Some doctors were ‘subjected to seven hours of stereotyping and shaming,’ professor
A veteran psychiatrist and professor at Tulane University School of Medicine condemned as racially divisive and harmful a diversity, equity and inclusion programming at his medical center.
Dean Robinson, a visiting fellow at Do No Harm, described an “outbreak of mass irrationality” at the prestigious medical school and hospital where he works and teaches in a December 3 op-ed for National Review.
“It now appears that Tulane School of Medicine has revised its mission to ensure that our faculty and students receive indoctrination that divides us into either ‘oppressors’ or ‘victims,'” Robinson wrote.
At a required DEI retreat, Robinson and his psychiatrist colleagues “were subjected to seven hours of stereotyping and shaming,” he wrote.
The retreat “stigmatized white people as being responsible for the ongoing oppression of others and insisted that the only way Caucasians may demonstrate opposition to racism is to acknowledge and admit to being racist,” according to Robinson.
Robinson grew up witnessing overt racism in Louisiana, so he supports and considers to be useful “optional courses covering cultural sensitivity, diversity, and related issues for the faculty and staff.” But Tulane was promoting something different and harmful, he stated. The event occurred in October.

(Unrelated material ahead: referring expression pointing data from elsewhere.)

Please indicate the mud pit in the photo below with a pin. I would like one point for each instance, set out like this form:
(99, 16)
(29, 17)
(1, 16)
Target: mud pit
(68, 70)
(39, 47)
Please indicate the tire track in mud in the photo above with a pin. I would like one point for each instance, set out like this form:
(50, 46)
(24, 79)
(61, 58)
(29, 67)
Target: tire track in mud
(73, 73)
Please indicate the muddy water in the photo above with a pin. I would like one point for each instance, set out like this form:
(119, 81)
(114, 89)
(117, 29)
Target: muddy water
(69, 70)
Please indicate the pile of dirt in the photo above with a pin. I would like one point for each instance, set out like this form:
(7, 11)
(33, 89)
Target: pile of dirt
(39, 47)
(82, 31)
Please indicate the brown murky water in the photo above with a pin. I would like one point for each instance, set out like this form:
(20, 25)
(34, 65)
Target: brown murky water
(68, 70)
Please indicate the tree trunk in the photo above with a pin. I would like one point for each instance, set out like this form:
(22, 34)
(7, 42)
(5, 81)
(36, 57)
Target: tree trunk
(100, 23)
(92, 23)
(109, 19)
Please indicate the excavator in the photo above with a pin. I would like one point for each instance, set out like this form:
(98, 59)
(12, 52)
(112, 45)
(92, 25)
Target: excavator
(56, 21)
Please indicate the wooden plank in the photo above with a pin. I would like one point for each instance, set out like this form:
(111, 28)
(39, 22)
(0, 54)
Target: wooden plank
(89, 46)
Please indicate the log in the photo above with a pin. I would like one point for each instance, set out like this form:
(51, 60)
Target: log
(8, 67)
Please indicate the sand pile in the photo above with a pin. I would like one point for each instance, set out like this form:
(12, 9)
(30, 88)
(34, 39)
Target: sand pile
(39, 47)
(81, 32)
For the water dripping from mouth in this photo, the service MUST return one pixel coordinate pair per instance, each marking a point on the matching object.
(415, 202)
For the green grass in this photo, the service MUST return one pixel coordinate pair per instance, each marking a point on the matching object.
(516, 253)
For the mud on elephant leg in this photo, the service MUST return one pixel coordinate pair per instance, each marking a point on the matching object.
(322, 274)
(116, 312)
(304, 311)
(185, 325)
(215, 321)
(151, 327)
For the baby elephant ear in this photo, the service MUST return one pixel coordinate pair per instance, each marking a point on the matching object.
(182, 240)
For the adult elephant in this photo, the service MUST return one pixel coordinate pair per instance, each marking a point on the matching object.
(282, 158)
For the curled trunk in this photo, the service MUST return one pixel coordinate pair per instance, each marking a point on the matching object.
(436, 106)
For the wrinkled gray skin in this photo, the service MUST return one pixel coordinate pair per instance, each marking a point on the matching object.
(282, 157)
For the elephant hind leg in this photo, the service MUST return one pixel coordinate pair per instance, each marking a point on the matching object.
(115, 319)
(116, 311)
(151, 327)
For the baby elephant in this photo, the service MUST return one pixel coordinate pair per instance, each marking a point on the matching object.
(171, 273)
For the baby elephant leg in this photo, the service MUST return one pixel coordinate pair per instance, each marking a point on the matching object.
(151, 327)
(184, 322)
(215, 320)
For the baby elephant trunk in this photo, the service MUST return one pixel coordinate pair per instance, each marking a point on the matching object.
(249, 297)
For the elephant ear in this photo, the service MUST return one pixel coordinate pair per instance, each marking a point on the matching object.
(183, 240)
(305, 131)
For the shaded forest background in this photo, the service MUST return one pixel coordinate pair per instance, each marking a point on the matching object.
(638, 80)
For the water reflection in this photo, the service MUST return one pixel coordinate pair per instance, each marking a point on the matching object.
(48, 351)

Doctors told that equity should be their first priority
The DEI training Robinson attended clarified that equity should be prioritized over care for patients regardless of background.
“We were essentially told that providing equity in access and outcome should be our goal in medicine, rather than providing the best care to the patient in front of us.”
Most of his colleagues did not comment throughout the session or afterwards, Robinson wrote.
“This will now inhibit our interactions 365 days a year,” he continued. “Physicians, and especially psychiatrists, must be willing to delve deeply into the history and sensibilities of each patient to provide the best treatment.”
“Instead, my colleagues and I are increasingly concerned that our frank guidance could be interpreted as microaggressions or manifestations of our ‘oppression’ and ‘privilege,'” the professor wrote.
“Out of self-preservation, we are thus likely to limit the instruction and feedback we give future physicians, depriving them (and their future patients) of the skills vital for optimal treatment,” Robinson wrote.
Robinson also wrote of the chilling effect of Tulane’s “bias in curriculum reporting form,” introduced in October, which allows any student or resident to initiate an investigation into any instructor for any reason. “Naturally, there is no standard for what constitutes a transgression.”
These measures, Robinson asserted, are counterproductive to promoting unity and solidarity among doctors and serving their patients well.
“Future physicians cannot remain focused on perceived grievances and still fully attend to the real medical needs of our patients,” he wrote. “Institutional denial of this priority is one condition I just don’t know how to treat.”